Conclusion: The Sobering Reality​

After this detailed breakdown, the answer to "how to make a great fake ID" should be clear:
You don't.

The endeavor is a paradox. The resources, capital, and expertise required to authentically replicate a modern government ID are so vast that any entity possessing them would not be risking them on the black market for fake IDs. They would be a sovereign printing corporation or a highly sophisticated state-level intelligence agency.

What is sold as a "high-quality" fake, even from the most reputable vendors on the dark web, is a compromise. It replicates the most commonly checked features (visual likeness, basic hologram, scannable barcode) to a high standard, but it will inevitably lack the full suite of forensic-level security features. It is an excellent simulation, but it is not a duplicate.
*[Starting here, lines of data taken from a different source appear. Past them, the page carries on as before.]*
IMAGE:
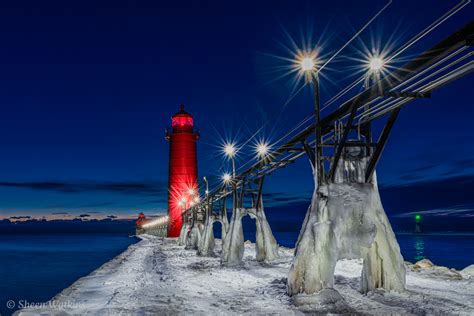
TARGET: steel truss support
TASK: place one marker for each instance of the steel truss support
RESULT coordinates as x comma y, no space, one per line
381,144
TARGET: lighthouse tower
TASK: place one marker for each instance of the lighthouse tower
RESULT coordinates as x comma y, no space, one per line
182,178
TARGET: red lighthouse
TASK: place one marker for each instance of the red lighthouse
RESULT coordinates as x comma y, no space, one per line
182,178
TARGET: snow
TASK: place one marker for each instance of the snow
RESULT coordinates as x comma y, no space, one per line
157,276
346,220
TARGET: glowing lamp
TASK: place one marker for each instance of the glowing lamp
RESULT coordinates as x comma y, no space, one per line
229,150
375,63
226,178
262,149
307,63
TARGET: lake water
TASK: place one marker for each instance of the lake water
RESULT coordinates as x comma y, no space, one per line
35,267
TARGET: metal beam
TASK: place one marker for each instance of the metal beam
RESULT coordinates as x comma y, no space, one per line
310,152
381,145
342,142
398,94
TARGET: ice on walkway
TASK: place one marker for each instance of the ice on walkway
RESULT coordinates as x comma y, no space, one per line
157,276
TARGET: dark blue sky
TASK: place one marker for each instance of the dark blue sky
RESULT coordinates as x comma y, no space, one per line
87,88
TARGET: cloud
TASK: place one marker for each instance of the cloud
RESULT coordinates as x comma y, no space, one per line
462,212
98,204
280,198
131,188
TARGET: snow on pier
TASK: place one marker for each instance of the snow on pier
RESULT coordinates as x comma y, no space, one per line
157,276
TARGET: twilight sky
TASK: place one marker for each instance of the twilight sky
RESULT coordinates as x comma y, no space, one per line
87,88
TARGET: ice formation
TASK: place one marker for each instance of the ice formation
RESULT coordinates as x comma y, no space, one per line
346,220
225,223
206,243
233,247
183,235
194,236
266,245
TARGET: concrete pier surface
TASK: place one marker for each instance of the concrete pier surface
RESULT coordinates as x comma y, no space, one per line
157,276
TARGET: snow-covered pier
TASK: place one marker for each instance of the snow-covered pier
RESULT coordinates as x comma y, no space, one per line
158,276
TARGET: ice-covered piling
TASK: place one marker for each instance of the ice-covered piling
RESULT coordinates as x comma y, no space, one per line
183,235
266,245
346,220
207,243
194,236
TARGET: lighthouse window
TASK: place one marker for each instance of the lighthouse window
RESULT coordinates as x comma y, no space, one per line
182,121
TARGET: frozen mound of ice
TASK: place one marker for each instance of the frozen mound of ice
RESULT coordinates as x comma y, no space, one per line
207,243
233,247
424,263
183,234
266,245
346,220
468,272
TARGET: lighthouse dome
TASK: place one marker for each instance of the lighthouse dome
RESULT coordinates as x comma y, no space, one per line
182,119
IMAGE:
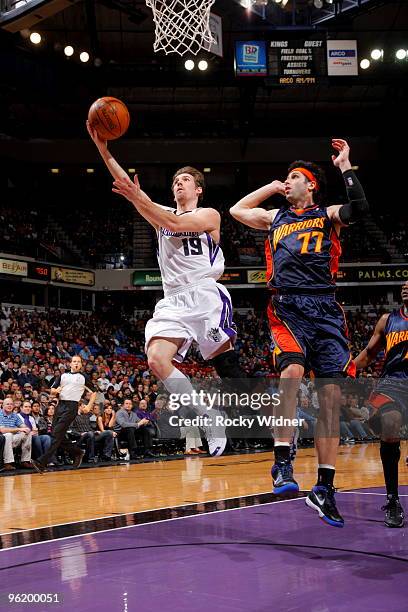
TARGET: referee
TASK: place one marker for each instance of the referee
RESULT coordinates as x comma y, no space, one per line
70,386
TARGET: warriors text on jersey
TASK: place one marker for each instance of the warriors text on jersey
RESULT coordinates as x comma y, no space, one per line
186,258
302,250
396,348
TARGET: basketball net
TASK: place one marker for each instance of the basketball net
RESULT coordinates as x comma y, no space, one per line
181,26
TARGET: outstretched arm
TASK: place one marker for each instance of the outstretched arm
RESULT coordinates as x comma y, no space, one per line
374,346
245,211
357,206
115,169
204,220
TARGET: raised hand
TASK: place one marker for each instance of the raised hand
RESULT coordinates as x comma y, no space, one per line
95,136
131,191
341,160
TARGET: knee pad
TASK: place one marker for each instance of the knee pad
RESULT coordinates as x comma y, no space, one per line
283,360
382,420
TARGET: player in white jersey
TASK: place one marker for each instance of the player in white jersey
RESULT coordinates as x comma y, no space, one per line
195,306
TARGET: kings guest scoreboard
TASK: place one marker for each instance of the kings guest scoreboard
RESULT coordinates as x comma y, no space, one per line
297,61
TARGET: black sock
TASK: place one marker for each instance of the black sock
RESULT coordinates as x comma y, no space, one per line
390,455
282,453
325,477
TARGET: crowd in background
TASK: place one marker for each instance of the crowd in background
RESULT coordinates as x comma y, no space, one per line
36,348
101,234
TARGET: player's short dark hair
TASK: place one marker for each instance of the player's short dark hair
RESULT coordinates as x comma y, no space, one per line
197,176
318,172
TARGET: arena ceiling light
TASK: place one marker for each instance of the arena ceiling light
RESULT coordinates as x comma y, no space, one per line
377,54
35,38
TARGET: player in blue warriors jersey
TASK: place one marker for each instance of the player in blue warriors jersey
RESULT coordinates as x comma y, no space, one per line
307,324
389,401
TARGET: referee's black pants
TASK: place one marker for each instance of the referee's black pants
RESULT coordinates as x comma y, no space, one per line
2,443
65,413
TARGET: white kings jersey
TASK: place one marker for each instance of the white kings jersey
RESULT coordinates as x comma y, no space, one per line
186,258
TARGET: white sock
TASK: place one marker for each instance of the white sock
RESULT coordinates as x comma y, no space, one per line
177,383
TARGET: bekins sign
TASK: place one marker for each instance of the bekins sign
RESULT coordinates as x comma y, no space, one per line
354,274
11,266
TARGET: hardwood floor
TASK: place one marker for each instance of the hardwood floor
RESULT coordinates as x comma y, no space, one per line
34,500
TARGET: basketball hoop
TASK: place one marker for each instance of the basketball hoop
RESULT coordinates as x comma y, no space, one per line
181,26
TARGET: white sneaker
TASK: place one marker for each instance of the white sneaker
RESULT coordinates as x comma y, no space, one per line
216,439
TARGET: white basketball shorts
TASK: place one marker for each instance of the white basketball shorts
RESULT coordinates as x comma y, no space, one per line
201,312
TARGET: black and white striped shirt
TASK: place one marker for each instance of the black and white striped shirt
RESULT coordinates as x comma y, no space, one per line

The pursuit of a "perfect fake" is a rabbit hole that leads to industrial-grade printing facilities, material science labs, and covert intelligence operations—far beyond the reach of any individual or typical criminal organization. This information should serve not as a guide, but as a testament to the complexity of document security and a powerful deterrent against the attempt.